What is Gastroesophageal reflux disease (GERD)?

  • A condition in which stomach contents including acid back up into esophagus (or even into throat or back of nasal airway, in which case it’s often referred to as laryngopharyngeal reflux or LPR)
  • More prevalent in asthma patients and a potential asthma trigger
  • Particularly common in premature infants and observed in 20-40% of children under age 6

Causes

  • Occurs when lower esophageal sphincter (ring of muscles separating top of stomach from esophagus) doesn’t close tightly and allows stomach contents to leak back up
  • Chronic leaking irritates esophagus (tube between stomach and throat), causing burning sensation, discomfort and other symptoms

Signs and Symptoms

In Infants
  • Arching
  • Coughing
  • Poor appetite
  • Failure to thrive
  • Vomiting and regurgitation

Aggravating Factors

  • Consuming large meals
  • Wearing tight clothing
  • Eating foods that enable stomach contents to flow back into esophagus by causing pressure of sphincter between stomach and esophagus to decrease, including:
    • Fatty foods
    • Chocolate
    • Alcohol
    • Caffeine
    • Peppermint

Diagnosis and Testing

  • Upper GI series or barium swallow
  • Milk scan
  • Sleep study with pH probe: 24-hour esophageal pH monitoring very reliable for diagnosing GERD
  • Endoscopy with biopsies

Treatment

  • Lifestyle changes
    • Manage weight if overweight
    • Stop smoking and avoid second-hand smoke
    • Elevate head of bed four inches with wedge
    • Adopt a high-protein, low-fat diet
    • Avoid trigger foods (acidic foods, caffeine, chocolate, spicy foods, alcohol, fatty foods)
    • Avoid large meals
    • Limit eating or drinking between meals and within two hours before bed and exercise
  • Acid suppression medications:
    • Histamine type 2 receptor antagonists (H2RA) such as Zantac (ranitidine), Pepcid (famotidine), Tagamet
    • Proton pump inhibitors that directly inhibit gastric secretion such as Prilosec, Prevacid, Nexium
    • Antacid medications such as Maalox, Mylanta, Rolaids, Tums
  • Trials of anti-reflux therapy may be used to determine if GERD is triggering asthma. Anti-reflux medicine often reduces amount of medicine needed to control asthma.

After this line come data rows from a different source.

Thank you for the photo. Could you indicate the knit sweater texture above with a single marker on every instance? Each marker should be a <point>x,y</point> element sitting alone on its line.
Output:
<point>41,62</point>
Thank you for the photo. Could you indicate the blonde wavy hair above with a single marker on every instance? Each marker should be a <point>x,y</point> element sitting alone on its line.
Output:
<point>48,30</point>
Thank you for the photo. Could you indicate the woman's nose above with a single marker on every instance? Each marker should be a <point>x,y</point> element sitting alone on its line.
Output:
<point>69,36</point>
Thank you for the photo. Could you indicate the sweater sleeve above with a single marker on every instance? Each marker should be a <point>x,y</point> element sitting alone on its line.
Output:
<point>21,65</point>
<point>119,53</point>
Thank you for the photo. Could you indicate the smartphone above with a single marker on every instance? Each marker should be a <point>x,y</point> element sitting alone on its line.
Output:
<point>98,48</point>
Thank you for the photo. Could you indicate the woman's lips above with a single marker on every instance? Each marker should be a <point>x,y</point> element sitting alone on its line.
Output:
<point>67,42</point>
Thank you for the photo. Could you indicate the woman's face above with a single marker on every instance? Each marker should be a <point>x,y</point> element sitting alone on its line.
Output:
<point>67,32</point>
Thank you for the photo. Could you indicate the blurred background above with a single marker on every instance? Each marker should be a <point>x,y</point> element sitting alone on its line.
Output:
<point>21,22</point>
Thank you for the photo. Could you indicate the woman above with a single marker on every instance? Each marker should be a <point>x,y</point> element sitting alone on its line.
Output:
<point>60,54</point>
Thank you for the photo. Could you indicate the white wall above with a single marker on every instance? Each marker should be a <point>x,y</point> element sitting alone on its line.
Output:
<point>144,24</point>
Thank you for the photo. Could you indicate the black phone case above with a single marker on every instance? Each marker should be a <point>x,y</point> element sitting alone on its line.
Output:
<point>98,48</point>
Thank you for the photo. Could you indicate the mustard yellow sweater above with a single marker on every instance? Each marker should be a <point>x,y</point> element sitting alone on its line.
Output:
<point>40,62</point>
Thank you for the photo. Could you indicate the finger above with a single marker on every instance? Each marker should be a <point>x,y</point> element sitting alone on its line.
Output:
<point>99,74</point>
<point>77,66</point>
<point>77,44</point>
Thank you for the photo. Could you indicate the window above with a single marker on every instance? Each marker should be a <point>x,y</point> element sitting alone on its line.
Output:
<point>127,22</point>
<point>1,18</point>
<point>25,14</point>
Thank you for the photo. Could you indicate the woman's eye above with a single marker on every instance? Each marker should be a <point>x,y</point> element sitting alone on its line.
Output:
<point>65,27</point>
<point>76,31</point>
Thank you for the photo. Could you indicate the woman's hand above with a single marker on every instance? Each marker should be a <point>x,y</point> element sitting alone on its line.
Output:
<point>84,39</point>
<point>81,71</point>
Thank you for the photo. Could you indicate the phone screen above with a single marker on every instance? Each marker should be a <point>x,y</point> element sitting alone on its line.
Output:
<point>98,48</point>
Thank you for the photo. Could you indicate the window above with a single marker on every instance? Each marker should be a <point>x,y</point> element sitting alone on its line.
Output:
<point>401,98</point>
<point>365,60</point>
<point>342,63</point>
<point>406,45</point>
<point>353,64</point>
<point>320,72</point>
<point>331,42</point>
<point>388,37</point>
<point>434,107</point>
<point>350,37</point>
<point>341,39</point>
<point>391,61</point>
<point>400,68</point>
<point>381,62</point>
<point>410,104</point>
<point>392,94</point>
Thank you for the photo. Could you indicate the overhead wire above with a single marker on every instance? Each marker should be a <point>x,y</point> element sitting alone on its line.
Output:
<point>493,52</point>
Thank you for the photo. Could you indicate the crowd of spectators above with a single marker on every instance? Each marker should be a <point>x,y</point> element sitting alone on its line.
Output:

For infants and young children:

  • Reduce exposure to tobacco smoke since nicotine lowers pressure of lower esophageal sphincter.
  • Offer smaller feedings to reduce frequency or severity of reflux.
  • Consider a short milk-free trial diet for infants with problematic reflux (not “happy spitters”) since a milk intolerance can mimic GERD, especially if co-occurring with eczema, blood in stool or strong family history of allergy.
  • Keep infants upright for 10-20 minutes after feeding to reduce likelihood of regurgitation. But DON’T position child in an infant seat after meals because this can increase reflux and be extremely dangerous due to poor neck control.
  • Remember all infants less than a year old should sleep on their back for sleep since sleeping on their stomach is associated with sudden infant death syndrome (SIDS).